Im Zentrum des Hearings stand zwar die US-amerikanische und kanadische Politik, doch wurde auch die Haltung der anderen fünf beteiligten Regierungen untersucht. Großbritanniens Rolle in Nordirland, Frankreichs Neokolonialismus im Pazifik und die Unterstützung aller Regierungen für die israelische Politik gegen die Palästinenser in den besetzten Gebieten wurden von der Jury verurteilt. Die BRD wurde besonders angegriffen für ihre tiefe Verstrickung in die US -Aufrüstungspolitik und Unterstützung der amerikanischen Streitkräfte in Europa. Japan hat im asiatischen Raum durch ungehemmtes Abholzen der tropischen Wälder eine ökologische Katastrophe mit tödlichen Konsequenzen für die dort lebenden Menschen heraufbeschworen. Außerdem wurde es wegen seiner verstärkten Kontakte mit Südafrika verurteilt, die Japan zu einem der wichtigsten Handelspartner des Rassistenregimes gemacht haben. Die Beteiligung an der atomaren Aufrüstung und die atomare Verseuchung durch den Betrieb von Atomkraftwerken wurde allen Regierungen zum Vorwurf gemacht.

Die Aktionen, die kanadische Gruppen gegen den Gipfel planen, entsprechen weitgehend den Vorstellungen, die zur IWF/Weltbank-Tagung in Berlin im September von bundesdeutschen Gruppen diskutiert werden.
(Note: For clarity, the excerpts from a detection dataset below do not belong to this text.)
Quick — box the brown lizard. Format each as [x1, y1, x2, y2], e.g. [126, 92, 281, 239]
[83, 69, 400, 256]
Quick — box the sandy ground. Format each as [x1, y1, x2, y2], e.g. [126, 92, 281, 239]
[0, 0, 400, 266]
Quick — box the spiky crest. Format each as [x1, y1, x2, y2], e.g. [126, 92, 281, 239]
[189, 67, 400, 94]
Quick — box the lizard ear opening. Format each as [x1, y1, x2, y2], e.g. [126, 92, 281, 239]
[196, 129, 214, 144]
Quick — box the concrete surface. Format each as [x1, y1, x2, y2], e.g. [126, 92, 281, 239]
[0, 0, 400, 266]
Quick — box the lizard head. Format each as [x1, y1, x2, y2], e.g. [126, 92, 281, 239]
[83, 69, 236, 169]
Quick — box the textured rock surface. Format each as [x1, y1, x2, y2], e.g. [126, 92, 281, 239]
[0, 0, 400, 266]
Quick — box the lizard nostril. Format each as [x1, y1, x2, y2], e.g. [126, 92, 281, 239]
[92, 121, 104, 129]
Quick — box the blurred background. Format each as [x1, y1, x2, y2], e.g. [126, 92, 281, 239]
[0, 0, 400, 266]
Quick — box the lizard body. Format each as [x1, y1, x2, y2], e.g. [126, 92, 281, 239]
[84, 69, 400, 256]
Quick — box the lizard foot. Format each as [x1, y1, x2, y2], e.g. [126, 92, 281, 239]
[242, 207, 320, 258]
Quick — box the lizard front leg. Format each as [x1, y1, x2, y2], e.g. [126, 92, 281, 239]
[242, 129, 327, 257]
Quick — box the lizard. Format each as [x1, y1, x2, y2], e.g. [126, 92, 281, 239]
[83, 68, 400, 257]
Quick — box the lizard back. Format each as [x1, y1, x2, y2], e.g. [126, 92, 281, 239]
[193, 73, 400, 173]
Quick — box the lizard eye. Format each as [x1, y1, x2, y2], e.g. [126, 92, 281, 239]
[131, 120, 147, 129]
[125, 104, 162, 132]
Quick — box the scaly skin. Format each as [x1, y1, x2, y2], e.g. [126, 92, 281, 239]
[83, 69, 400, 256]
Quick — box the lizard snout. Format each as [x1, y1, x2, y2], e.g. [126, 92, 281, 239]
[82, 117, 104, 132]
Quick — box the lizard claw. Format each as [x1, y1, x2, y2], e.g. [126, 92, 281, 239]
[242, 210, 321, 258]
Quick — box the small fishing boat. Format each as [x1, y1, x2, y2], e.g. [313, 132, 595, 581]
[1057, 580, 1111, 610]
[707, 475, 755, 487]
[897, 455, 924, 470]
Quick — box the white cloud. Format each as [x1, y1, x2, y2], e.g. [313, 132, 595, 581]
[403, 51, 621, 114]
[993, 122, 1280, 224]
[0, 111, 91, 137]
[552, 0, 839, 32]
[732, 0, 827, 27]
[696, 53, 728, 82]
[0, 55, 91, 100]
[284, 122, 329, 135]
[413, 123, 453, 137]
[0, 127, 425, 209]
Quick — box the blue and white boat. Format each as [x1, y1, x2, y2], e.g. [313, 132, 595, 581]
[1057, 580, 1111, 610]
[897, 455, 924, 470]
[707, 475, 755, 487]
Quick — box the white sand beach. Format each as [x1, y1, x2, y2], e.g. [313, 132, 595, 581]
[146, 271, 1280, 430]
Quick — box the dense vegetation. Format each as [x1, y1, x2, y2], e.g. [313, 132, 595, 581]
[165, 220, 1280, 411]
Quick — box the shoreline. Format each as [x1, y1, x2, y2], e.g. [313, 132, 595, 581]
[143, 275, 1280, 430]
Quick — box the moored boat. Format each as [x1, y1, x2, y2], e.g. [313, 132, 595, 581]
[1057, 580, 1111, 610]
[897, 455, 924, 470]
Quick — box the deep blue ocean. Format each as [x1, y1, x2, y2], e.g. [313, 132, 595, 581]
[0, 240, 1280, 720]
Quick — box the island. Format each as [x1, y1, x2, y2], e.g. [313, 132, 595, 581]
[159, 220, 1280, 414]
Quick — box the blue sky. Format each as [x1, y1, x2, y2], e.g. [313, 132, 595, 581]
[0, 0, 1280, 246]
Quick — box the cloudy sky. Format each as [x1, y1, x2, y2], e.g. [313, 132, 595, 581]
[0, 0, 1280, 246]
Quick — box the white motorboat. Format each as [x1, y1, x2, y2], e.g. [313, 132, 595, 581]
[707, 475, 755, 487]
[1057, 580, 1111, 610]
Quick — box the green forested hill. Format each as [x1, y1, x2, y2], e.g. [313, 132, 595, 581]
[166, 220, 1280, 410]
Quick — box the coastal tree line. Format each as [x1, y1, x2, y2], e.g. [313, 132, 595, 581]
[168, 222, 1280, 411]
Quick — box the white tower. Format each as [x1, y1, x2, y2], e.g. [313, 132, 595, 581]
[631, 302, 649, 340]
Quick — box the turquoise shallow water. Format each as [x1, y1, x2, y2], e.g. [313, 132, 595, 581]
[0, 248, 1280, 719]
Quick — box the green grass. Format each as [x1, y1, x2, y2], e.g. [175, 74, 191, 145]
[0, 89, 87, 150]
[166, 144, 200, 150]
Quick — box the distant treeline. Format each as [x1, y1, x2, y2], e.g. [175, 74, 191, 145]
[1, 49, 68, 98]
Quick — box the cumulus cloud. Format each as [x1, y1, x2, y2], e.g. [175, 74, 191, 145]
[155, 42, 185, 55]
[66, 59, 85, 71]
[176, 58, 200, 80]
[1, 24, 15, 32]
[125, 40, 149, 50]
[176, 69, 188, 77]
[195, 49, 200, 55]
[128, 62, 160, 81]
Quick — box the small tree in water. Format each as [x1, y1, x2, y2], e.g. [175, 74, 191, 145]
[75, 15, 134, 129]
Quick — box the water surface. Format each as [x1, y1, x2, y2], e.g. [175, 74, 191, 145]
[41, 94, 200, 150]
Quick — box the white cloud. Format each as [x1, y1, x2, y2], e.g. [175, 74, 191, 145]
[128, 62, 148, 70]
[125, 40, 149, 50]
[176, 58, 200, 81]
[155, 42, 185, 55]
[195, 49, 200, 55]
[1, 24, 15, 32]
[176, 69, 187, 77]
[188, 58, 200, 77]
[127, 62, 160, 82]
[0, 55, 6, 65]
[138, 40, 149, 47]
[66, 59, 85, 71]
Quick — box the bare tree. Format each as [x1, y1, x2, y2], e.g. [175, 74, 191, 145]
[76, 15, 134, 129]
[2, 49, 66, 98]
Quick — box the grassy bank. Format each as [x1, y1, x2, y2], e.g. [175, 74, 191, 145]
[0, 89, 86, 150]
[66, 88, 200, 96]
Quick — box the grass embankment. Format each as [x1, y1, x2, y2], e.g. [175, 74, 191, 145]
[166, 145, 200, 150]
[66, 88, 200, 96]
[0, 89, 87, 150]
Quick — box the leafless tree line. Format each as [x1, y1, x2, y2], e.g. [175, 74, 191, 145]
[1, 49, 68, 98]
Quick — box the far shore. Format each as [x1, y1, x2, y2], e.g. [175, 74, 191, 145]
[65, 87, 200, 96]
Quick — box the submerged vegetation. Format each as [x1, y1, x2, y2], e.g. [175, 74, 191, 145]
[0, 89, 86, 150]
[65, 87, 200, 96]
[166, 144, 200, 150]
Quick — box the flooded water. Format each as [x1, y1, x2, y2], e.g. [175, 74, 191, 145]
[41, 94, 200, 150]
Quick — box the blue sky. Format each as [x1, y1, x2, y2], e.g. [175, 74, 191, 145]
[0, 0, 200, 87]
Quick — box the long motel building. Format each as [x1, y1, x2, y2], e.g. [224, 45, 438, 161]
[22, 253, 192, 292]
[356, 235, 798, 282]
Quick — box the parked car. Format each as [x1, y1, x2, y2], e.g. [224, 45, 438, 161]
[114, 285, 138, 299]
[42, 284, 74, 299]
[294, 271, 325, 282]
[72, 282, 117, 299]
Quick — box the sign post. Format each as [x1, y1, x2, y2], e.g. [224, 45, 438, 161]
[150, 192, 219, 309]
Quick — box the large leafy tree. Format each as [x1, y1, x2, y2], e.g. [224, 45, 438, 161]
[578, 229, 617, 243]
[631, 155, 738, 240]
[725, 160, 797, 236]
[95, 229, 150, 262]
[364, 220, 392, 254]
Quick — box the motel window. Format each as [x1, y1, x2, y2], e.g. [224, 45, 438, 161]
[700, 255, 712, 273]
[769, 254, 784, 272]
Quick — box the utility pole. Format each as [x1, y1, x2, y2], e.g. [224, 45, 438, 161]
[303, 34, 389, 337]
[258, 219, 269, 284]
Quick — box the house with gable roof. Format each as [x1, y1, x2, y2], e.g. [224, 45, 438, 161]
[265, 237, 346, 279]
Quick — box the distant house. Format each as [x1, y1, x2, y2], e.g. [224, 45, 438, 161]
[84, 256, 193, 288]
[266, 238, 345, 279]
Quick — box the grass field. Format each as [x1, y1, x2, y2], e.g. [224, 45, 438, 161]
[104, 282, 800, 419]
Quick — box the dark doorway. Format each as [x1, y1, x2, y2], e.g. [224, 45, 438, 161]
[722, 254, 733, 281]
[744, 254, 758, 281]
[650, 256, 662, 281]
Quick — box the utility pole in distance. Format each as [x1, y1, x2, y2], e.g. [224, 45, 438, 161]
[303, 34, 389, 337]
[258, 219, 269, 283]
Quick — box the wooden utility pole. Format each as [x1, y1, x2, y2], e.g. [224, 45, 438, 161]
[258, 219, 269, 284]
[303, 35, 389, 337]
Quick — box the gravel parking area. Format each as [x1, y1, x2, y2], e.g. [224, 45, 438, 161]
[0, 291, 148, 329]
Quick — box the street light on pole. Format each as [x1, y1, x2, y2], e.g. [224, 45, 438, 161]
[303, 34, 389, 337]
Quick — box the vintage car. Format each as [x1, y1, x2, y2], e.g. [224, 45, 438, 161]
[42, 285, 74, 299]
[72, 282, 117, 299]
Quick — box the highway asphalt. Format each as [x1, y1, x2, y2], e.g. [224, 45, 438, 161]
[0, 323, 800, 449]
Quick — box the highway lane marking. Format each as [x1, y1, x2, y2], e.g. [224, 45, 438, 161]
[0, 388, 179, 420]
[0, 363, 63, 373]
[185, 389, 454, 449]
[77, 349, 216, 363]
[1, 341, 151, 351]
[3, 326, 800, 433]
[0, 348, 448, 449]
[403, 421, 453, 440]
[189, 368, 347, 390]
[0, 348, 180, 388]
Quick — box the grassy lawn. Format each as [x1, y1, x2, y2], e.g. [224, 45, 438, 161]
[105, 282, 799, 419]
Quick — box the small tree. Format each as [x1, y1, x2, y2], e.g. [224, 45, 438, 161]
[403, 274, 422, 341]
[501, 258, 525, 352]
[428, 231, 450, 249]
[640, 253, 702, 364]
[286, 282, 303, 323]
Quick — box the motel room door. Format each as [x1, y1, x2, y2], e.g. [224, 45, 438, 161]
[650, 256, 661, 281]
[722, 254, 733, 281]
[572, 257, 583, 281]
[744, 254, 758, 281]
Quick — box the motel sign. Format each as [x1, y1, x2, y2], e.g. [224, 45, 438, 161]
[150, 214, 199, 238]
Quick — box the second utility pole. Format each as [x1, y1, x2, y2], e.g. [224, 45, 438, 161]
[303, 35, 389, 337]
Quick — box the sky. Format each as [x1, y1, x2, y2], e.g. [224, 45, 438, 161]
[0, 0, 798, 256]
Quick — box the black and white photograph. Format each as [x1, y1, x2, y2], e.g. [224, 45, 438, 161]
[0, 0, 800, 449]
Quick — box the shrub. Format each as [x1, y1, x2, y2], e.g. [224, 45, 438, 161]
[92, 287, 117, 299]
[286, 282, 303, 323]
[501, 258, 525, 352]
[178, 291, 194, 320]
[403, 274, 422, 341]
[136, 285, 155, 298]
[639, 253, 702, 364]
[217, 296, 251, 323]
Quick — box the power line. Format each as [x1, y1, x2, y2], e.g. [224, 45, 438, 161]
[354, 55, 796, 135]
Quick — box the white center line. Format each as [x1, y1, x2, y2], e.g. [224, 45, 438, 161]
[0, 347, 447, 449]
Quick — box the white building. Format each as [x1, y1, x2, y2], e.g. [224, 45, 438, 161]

Die Demonstration wird von Aktionstagen während des Gipfels begleitet, in denen gegen die Polizei das Recht auf Versammlung, das Recht auf eine freie Stadt ohne Schikanen durchgesetzt werden soll.

Während der Tagung selbst findet ein sogenannter „Volksgipfel“ statt, auf dem vor allem die Militarisierung Kanadas, Kanadas Verhältnis zu den USA und Umweltfragen erörtert werden sollen.

Der zuständige Polizeichef Fantino behauptet, daß unter einem Deckmantel der Friedfertigkeit Gewalt und Terror von den Gruppen vorbereitet würden und ganz Toronto solle als „Geisel“ genommen werden. Die Polizei plant große Teile der Innenstadt abzusperren.